Pelajar di sekolah pun tak belajar bagaimana mencintai buku, bagaimana mencintai pengetahuan. Semua serba hafalan. Hal ini pula yang mungkin membuat mereka, ketika sudah dewasa, jauh dari buku. Entahlah.

Lalu apa hubungannya dengan politik?

Sebelum jauh menyelam di kedalaman ilmu politik, alangkah baiknya untuk sedikit kembali melihat sejarah politik dunia.

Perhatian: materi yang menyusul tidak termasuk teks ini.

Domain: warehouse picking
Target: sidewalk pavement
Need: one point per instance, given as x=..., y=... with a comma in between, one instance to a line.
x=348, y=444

Secara etimologi, “politik” berasal dari bahasa Yunani, polis dan teta. Polis berarti “kota/negara”, teta berarti “urusan”. Jadi, politik ialah urusan tentang negara.

Baca juga:

Benar bahwa istilah politik pertama kali bermula di Yunani. Ketika sekian banyak orang ingin hidup tenteram dan damai, pada akhirnya mereka menggabungkan diri di sebuah bukit untuk mendapatkan perlindungan. Bukit inilah yang kita sebut sebagai polis/kota yang luasnya tidak seberapa luas dengan negara modern saat ini.

Untuk mengatur jalannya polis, baik dalam pemenuhan kebutuhan pangan hingga hubungan antara rakyat dan penguasa, di saat itulah hadir pemikiran tentang politik.

Salah satu filsuf termasyurnya ialah Socrates. Menurutnya, tugas negara adalah memajukan kebahagiaan para warga negaranya untuk membuat jiwa mereka menjadi sebaik mungkin. Meski pada akhirnya ia harus mengakhiri hidupnya dengan hukuman mati (meminum racun). Sebab pemikirannya yang jenius hanya dianggap dapat merusak citra kekuasaan pada waktu itu.

Kembali pada konteks keindonesiaan. Strategi politik maupun ideologi politik terejawantahkan melalui partai politik, sebagaimana fungsi partai politik dalam Undang-Undang Nomor 11 Tahun 2008 Pasal 11.

Setidaknya, poin terpenting bahwa partai politik berfungsi sebagai sarana pendidikan bagi anggota dan masyarakat luas. Ini bertujuan agar menjadi warga negara Indonesia yang sadar akan hak dan kewajibannya dalam bermasyarakat, berbangsa, dan bernegara. Namun sering kali justru ketika mereka menduduki kursi legislatif, serta-merta lupa akan tugas dan kewajibannya.

Kedua, penyerap, penghimpun, dan penyalur aspirasi politik masyarakat dalam merumuskan dan menetapkan kebijakan negara. Tak ada yang menafikan, bahkan keberadaan partai politik jauh dari bagaimana mestinya.

Tahun ke tahun, hasil survei tingkat kepercayaan masyarakat terhadap partai politik pun tak pernah meningkat. Hampir selalu berada pada tingkat terendah. Perampasan hak tanah atas rakyat, semua atas nama negara. Regulasi-regulasi yang DPR buat hanya sekian persen yang berpihak terhadap rakyat. Selebihnya, hanya menguntungkan golongan-golongan tertentu.

Mari coba kita kembali ke masa lalu kehidupan manusia Indonesia pra-teknologi. Jauh di masa lampau, nenek-kakek moyang kita telah mengajarkan untuk hidup mandiri. Bercocok tanam, bertani, itulah corak kehidupan mereka. Toh mereka hidup bahagia, dapat mengisi perut pada waktunya.